Mammography menunjukkan tingkat akurasi sebesar 87% untuk deteksi kanker,
spesifisitas 88%, dan positive predictive value sebesar 22%. Namun temuan negatif palsu
pada pemantauan mammography untuk massa tergolong tinggi, berkisar dari 4% dan
12%.
Karenanya, modalitas pemeriksaan lainnya dibutuhkan untuk mendukung diagnosis
utama berdasrakan mammography.
Ultrasonography terbukti sempurna untuk memperkuat hasil pemeriksaan
mammography karena kedua modalitas ini muda disediakan, relatif murah, dan hanya
memakan sedikit waktu. Pada awalnya, ultrasonography hanya digunakan untuk
membedakan massa jenis kistik dan padat. Ultrasonography dapat membedakan secara
efektif lesi padat dengan kista pada sekitar 25% dari lesi payudara. Sekarang pemeriksaan
ini juga dapat digunakan untuk mengamati densitas dari payudara terutama pada pasien
berusia dibawah 35 tahun. Pada payudara dimana terdapat lesi padat dan kista yang sudah
terlihat oleh pemeriksaan mammography karena adanya peningatan densitas dari jaringan
fibroglandular, ultrasonography juga bisa membantu diagnosis dan mengurangi angka
pemeriksaan operasi biopsi. Pemeriksaan ini sangat penting untuk mengevaluasi kista
kompleks atau kista yang hanya membutuhkan aspirasi berulang karena dapat
berkembang menjadi keganasan. Ultrasonography dapat digunakan untuk membedakan
lesi jinak dan ganas dengan nilai prediktif negatif mencapai 99.5%, spesifisitas 67.8%,
dan tingkat akurasi keseluruhan mencapai 72.9% (Stavros et al). Gambaran sonography
spesifik untuk menentukan sifat jinak dari lesi termasuk adanya hiperechogenik intens,
berbentuk elips, adanya lobulasi yang nyata, pseudocapsule echogenic tipis dan hanya ada
4 lobulasi atau kurang. Gmbaran sifat ganas pada lesi terlihat dengan adnaya spiculasi,
dengan batas angular dan berbayang, mikrolobulasi dan adanya mikrokalsifikasi.
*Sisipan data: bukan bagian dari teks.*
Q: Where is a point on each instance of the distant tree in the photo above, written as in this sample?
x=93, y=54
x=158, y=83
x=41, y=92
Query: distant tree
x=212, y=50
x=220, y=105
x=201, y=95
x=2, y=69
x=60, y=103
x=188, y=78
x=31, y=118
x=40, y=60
Walaupun penegakkan diagnosis pasti bisa dilakukan dengan prosedur pencitraan,
non-onvasif, namun pada kebanyakan lesi, pemeriksaan histopathology atau cytology
(Biopsi/FNAC) terbukti sebagai alat yang penting untuk memastikan diagnosis lesi.
Hal yang sangat penting adalah mengidentifikasi adanya lesi di luar payudara, yang
dapat terlihat dengan melakukan palpasi pada massa di payudara. Lesi pada dinding
thorax, otot, dan pleura, massa pada tulang, penyakit hydatid dapat menunjukkan
gambaran klinis berupa pembengkakan pada payudara.
Yang terakhir, baik mammogrpahy dan ultrasonography mempunyai keuntungan
dan keterbatasannya sendiri. Tidak ada pemeriksaan yang menunjukkan tingkat akurasi
hingga 100%, namun kombinasi dari pemeriksaan mammography dan ultrasoography
dapat meningkatkan akurasi hampir mencapai 100%.
5. Kesimpulan
Penelitian ini memastikan tingkat spesifisitas yang lebih tinggi untuk pemeriksaan
kombinasi ultrasonography dan mammography dalam deteksi massa pada payudara
termasuk keganasan payudara. USG terbukti lebih baik untuk identifikasi lesi kista,
ektasia, infeksi, dan kondisi inflammasi, laktasi pada saat kehamilan, pemantauan
densitas payudara, dan pemeriksaan pencitraan langsung, sementara mamography lebih
baik untuk mendeteksi mikrokalsifikasi, massa spiculasi untuk deteksi dini dari kejadian
malignansi dan untuk biopsi sterotactic.
Ultrasonography dan mammography tidak dapat saling menggantikan satu dengan
lainnya, namun jika terpaksa memilihi modalitas pemeriksaan tunggal, ultrasonography
terbukti lebih baik untuk pemeriksaan pada populasi yang lebih muda dan lesi BIRAD
1,2, dan 3. Sementara, mammography lebih baik untuk pasien berusia lebih tua dan lesi
BIRAD 4 dan 5. Namun, kombinasi hubungan pemeriksaan sono-mammography terbukti
lebih baik.
Lesi ekstra-payudara dapat menyerupai massa payudara, sehingga pemeriksaan
pencitraan potong lintang (cross-over imaging) dapat dilakukan untuk menyelesaikan
masalah ini. Mammography tidak bisa membantu untuk kasus lesi ekstra-payudara.